Having divided 4779 CpGs into 12 groups, she can ask, How much of each group is represented in each of the most commonly used methylation clocks?
And which modules are performing best and most consistently across clocks?
Levine entertains the idea of “epigenetic drift” as part of the story, however she recognizes that the changes that underpin the most reliable clocks are not “drift” but clearly directional. She asks, to what extent do methylation changes cause aging and to what extent are they responses to various, incidental results of the aging process?
“If DNAm changes were purely reflecting entropic alterations or epigenetic drift, we would expect to see a bias against changes in CpGs that start around 0.5 (corresponding to random chance of methylation at a given site) . However, what we observe is actually a regression away from the mean, in which these heterogeneous populations of cells are systematically losing DNAm with time. This suggests that the green-yellow module’s notable pattern of epigenetic aging is unlikely to stem from noise or aberrant DNAm changes with age. Instead, DNAm changes may reflect cellular selection pressure or clonal expansion in which the cells without DNAm at these CpGs are able to outcompete (proliferate more than) the ones with DNAm . Alternatively, it could reflect a regulated compensatory mechanism that gets initiated with aging, or a continuation of a developmental program that is not turned-off . These scenarios have different implications for our understanding of epigenetic changes. The first would suggest that individual cells are not changing DNAm patterns with age, but rather the changes that are observed in bulk data are happening at the level of cell populations, shifting prevalence of cells with heterogenous states. The second and third scenarios, on the other hand, would suggest within cell DNAm changes, perhaps as a response to extracellular environment or signaling changes with aging (e.g. integrated stress response (ISR) ), or as an extended developmental program that fails to be extinguished—somewhat aligned with the hyper-function theory of aging . In moving forward, single-cell DNAm data may help distinguish individual vs. population changes.”
Here she references “Integrated Stress Response” as a theory of the aging metabolism. She also refers to Mikhail Blagosklonny’s idea that developmental programs have a momentum that spills over into aging phenotypes.

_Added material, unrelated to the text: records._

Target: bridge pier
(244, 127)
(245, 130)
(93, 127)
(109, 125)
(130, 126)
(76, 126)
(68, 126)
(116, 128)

Morgan Levine is a brilliant scientist, facing the harshest possible self-criticism of her work. Her conclusions are tentative and open-ended.
A more definitive, empirical approach
The big, interesting question may not require theoretical analysis. What we want to know is whether we have been justified in using methylation clocks to indicate whether aging has been slowed or reversed. The most direct answer to that question comes from Harold Katcher’s rats, — the most successful example of setting back methylation age in a whole animal. Currently, Katcher has two sets of 8 rats that are the same chronological age; one group has been treated with E5 and has a much lower methylation age. He is waiting to see how long each group lives. So far, 3 of the untreated rats have died, and 1 of the 8 treated rats. Of course, the treated rats look and act much younger, and have physiological characteristics of younger rats. Over the coming months, the survival test will produce an answer to the important question whether a younger methylation age implies a younger biological age, in a form that is independent of theory.